There wasn't really a lot of music...
...in my house when I was a kid, but I do remember my dad playing Vertigo-era Quo and Bonnett-era Rainbow, to both of which I subsequently developed a healthy aversion.
Thing is, though... I'm growing to quite like that stuff now I'm older: -
Luckily...
...my dad loved The Kinks, Stones, Small Faces, Stax and Motown. And my mum loved Elvis, Chuck Berry and Little Richard.
However...she also loved Johnny Mathis. Christmas morning, every year for what felt like forever, When A Child Is Born, on repeat play while she prepared the Christmas dinner...
It sounds like sprouts.
I fear I've done that to my kids
... with the Phil Spector Christmas record. Oh well, too late to stop now...
Johnny Mathis
My Mum as well! Perhaps there's a support group somewhere.
Oh yes, Indeed.
I had plenty of common ground with my dad despite his not letting me listen to the Stones but my mum was Scottish and force fed us The White Heather Club. Now the very sight of tartan brings me out in a rash...
Ditto...
White Heather Club/Jimmy Logan/Alisdair Gillies etc etc bloody etc.

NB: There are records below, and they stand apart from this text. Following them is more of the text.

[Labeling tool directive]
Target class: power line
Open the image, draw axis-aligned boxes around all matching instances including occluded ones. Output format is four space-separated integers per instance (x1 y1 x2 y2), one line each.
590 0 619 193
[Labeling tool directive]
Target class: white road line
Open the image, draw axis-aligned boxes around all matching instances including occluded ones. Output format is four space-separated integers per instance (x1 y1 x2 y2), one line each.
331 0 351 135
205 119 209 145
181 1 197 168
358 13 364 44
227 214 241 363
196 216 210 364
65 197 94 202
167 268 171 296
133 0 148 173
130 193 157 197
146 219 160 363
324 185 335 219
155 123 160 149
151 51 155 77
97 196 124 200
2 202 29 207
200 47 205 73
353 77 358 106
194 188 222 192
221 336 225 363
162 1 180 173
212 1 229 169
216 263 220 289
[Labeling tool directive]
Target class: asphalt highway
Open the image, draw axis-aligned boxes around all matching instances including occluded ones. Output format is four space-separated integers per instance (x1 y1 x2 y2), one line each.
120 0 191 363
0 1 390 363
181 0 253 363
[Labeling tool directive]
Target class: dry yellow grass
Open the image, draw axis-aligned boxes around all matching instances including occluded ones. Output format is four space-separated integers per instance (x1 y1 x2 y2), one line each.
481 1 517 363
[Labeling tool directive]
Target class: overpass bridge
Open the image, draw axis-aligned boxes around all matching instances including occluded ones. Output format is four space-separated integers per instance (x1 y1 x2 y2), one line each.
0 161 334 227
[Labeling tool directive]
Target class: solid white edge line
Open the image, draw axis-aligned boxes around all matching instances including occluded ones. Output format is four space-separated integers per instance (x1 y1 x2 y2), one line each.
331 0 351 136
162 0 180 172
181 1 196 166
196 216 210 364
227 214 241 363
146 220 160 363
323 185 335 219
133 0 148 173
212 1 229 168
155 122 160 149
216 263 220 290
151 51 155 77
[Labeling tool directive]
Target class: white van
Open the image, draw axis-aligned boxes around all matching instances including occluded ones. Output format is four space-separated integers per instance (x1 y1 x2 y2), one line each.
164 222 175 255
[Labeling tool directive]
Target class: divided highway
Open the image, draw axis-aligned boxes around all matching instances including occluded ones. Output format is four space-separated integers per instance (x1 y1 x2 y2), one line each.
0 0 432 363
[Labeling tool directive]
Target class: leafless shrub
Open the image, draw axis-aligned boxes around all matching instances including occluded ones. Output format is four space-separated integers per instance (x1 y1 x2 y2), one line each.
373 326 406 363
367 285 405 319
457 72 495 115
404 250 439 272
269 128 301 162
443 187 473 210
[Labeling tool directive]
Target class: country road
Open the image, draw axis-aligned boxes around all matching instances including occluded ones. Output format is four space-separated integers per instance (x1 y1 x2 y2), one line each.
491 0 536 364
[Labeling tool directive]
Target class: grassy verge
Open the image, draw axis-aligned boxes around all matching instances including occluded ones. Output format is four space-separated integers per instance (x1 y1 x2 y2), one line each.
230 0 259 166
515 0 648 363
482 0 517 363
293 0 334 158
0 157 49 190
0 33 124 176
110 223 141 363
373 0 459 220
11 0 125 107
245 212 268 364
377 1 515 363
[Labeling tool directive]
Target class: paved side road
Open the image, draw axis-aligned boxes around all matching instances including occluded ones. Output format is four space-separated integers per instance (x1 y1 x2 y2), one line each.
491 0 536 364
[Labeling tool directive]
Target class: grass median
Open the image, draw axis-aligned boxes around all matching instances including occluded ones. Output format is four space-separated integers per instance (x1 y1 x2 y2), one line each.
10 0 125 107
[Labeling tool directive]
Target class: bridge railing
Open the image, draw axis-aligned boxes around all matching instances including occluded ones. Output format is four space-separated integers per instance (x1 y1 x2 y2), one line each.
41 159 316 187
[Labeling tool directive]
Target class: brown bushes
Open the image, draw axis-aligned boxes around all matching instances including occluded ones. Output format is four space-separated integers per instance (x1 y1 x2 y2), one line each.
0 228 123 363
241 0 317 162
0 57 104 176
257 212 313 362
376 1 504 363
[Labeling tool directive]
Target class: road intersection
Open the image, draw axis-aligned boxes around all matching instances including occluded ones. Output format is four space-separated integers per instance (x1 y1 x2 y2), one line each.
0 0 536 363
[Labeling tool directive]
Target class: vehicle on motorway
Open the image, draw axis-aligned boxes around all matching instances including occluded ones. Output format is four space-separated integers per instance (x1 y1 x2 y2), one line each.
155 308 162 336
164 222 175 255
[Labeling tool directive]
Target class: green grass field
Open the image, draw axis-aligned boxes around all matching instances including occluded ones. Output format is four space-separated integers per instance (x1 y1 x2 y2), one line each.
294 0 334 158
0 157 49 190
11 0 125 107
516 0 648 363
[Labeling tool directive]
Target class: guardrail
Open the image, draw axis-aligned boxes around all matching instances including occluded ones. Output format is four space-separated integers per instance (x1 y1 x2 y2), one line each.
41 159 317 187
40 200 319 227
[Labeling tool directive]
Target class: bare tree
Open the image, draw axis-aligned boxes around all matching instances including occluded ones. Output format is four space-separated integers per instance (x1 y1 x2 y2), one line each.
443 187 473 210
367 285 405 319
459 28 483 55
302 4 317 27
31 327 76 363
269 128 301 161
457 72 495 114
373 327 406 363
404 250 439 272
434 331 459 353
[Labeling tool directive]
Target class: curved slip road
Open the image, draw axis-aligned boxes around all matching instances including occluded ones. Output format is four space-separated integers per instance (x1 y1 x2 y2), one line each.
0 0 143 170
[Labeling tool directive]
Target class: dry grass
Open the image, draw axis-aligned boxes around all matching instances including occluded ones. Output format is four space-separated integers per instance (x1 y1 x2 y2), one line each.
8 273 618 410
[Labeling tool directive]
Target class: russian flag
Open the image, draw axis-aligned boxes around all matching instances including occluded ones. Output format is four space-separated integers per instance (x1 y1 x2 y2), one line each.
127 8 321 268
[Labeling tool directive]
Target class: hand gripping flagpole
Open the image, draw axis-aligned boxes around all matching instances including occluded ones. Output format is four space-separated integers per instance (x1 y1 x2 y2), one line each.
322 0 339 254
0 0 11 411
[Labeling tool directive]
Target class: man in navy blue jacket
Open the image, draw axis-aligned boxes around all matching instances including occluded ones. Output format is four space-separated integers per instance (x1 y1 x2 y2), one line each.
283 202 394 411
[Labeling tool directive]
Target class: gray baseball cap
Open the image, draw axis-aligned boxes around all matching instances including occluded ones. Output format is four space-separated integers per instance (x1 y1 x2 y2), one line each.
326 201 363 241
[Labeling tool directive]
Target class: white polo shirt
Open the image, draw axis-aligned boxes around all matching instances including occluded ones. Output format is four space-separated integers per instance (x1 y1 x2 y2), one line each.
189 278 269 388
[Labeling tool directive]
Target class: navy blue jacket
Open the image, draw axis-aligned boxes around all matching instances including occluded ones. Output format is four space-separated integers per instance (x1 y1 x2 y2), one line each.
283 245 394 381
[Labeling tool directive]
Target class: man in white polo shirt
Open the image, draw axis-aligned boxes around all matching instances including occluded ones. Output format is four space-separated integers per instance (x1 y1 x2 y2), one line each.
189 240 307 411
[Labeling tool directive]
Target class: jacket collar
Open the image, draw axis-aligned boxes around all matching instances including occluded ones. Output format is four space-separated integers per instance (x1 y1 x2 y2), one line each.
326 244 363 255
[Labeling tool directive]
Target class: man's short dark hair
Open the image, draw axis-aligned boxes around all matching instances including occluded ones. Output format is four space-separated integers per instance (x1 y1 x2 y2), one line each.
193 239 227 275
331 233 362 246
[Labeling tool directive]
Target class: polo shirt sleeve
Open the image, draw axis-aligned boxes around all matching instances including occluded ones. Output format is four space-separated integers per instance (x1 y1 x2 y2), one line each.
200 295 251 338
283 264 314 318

Then me wee aunty brought home a single..."Tower Of Strength" by one of the Frankies (Vaughan I think it was). No idea why she bought it, as we had no record player. Intrigued I took it my neighbours, who had some sorta medieval rig, and I was blown away.
This made me realise that there was more to songs than hills/glens/lochs/wifies called Maggie and byres owned by someone called Geordie. The Billy Cotton Show then became essential listening/viewing. Then Luxembourg, then The Beatles..
Did get to know Andy Stewart shortly before he died...was a nice man!
Your mother should know
My parents have always had a very respectable liking for classical music. However, there were/are a few rogue records in their collection.
My Mum would run for the hills if Dad threatened to dig out his album of cowboy songs, "At Western Campfires, with the Sons of the Purple Sage".
And every Christmas the Spinners' Christmas album, "Sing Out, Shout With Joy" would get a hearing.
I don't think these records particularly shaped my musical taste, but last week I converted the Spinners' record to mp3 and sang along heartily to "Mrs Hooligan's Christmas Cake".
Here are the Spinners, from Liverpool rather than Detroit, doing their bit for the national blood supply:
First live gig I went to...
...Spinners at Colston Hall - I must have been about 6. My parents played a lot of Spinners, Cliff Richard, though dad would occassionaly break out Planxty and Horslips. Oh, and the electrical Stylings of Tomita, too.
My sister and I would have the top 40 recorded for us each week, and a mono cassette player would be placed equidistantly between our bedroom doors.
Spinners
Mine too. With my parents. Don't remember anything about it.
Share my memories...
Four guys. Yellow Smocks...used revolutionary "all blue lights" for the number "Deep Blue Sea" (at least that was the chorus). A mentally challenged individual had to be escorted from the hall as he was yelling too much. Probably did Wimoweh.
Sunday evenings in the car
...driving back from relatives somewhere, with 'Sing Something Simple' on the radio and the thought of school in the morning. Memories don't get any tougher than this!!!
Abba's Greatest Hits
The one where they're sat on a park bench on the cover.
I was about 7 or 8 when my mum bought this album for me. In reality she bought it for herself but I felt obliged to smile and look happy when she played it whereas all I really wanted was something by The Skids or The Police.
I also remember that there was a regular tussle between my dad's inclinations for a bit of Rolling Stones or Focus and my mum's urge for Bread or The Carpenters. The one we all agreed upon was David Gate's album First which to this day is still for me the definitive MOR record.
My earliest...
...musical memory
No visuals just remember this song .. I must have been 2 years old as my mother bought the single in 1971...everytime I hear it is a strange feeling...till Carey ruined it with her warbling.